In an op-ed for the Independent Journal Review, Ryan promised that House Republicans will soon offer “an overarching vision for our national security” that includes measures targeting Iran.
“Our goal is to restore a more confident America that keeps its word and upholds its commitments,” Ryan wrote. “This is what we need to keep the peace, protect our homeland, and make the world a safer place for this generation and the next."The Iran agreement, which sets limits on Tehran’s ability to build a nuclear weapon in exchange for sanctions relief, is a hallmark of the Obama administration’s foreign policy legacy.
Yet even months after sanctions were lifted, Iran has refused to fall in line with broader tenets of the international order.
Among other points, the Iranian regime has conducted multiple ballistic missile tests, briefly held captive U.S. Navy sailors and continued tough rhetoric against Saudi Arabia and Israel — two American allies.
And the U.S. is only encouraging Iran’s behavior, critics say, by spending $8.6 million to buy Iranian heavy water — which is used in nuclear reactors — and suggesting that it might have some access to the U.S. financial system.
“The administration can spin it anyway it likes, but this was a bad deal,” Ryan wrote.
“Before this president leaves office, we must do everything possible to prevent his administration from making further concessions to Iran.”
This year, lawmakers must renew the Iranian sanctions legislation and block any effort to allow Iranian officials to trade in U.S. dollars, Ryan said.
The op-ed comes on the heels of new anger from critics of the agreement, who claimed that a New York Times Magazine story about deputy national security adviser Ben Rhodes shows how the administration spun journalists and experts into supporting the agreement.

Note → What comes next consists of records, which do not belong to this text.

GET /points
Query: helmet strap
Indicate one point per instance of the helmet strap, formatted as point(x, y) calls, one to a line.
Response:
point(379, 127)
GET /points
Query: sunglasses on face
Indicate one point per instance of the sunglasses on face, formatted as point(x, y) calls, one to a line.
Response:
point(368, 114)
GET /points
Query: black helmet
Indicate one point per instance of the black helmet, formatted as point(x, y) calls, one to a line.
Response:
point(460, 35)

In the story, Rhodes described the average White House reporter as being “27 years old, and their only reporting experience consists of being around political campaigns.”

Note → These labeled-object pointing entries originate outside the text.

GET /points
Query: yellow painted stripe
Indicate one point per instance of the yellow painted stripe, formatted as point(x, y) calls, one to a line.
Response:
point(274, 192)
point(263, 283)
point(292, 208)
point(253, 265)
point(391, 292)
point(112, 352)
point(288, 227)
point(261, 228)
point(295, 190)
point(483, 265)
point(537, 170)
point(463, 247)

“They literally know nothing,” he said.
On Sunday evening, Rhodes was forced to defend the administration’s sales pitch on the nuclear agreement and deny that it had misled eager journalists and think tank experts.
“It wasn’t ‘spin,’ it’s what we believed and continue to believe,” he wrote in a blog post on Medium.
Though the Ryan op-ed was published on Monday, it was written before the profile of Rhodes went online last week, according to spokeswoman AshLee Strong.
While Ryan’s op-ed on Monday distanced itself from the Obama administration, any new GOP national security framework also threatens to reinforce the internal Republican divide over presumptive presidential nominee Donald Trump.
Trump’s unorthodox foreign policy vision — which has included questioning the role of U.S. alliances with the North Atlantic Treaty Organization and nations from Asia to the Middle East as part of a somewhat isolationist “America First” ideology — has frustrated Republican establishment thinkers, who worry about his hand on the nuclear trigger.
More than 100 prominent GOP defense officials have pledged to oppose Trump, and they now find themselves adrift in the GOP.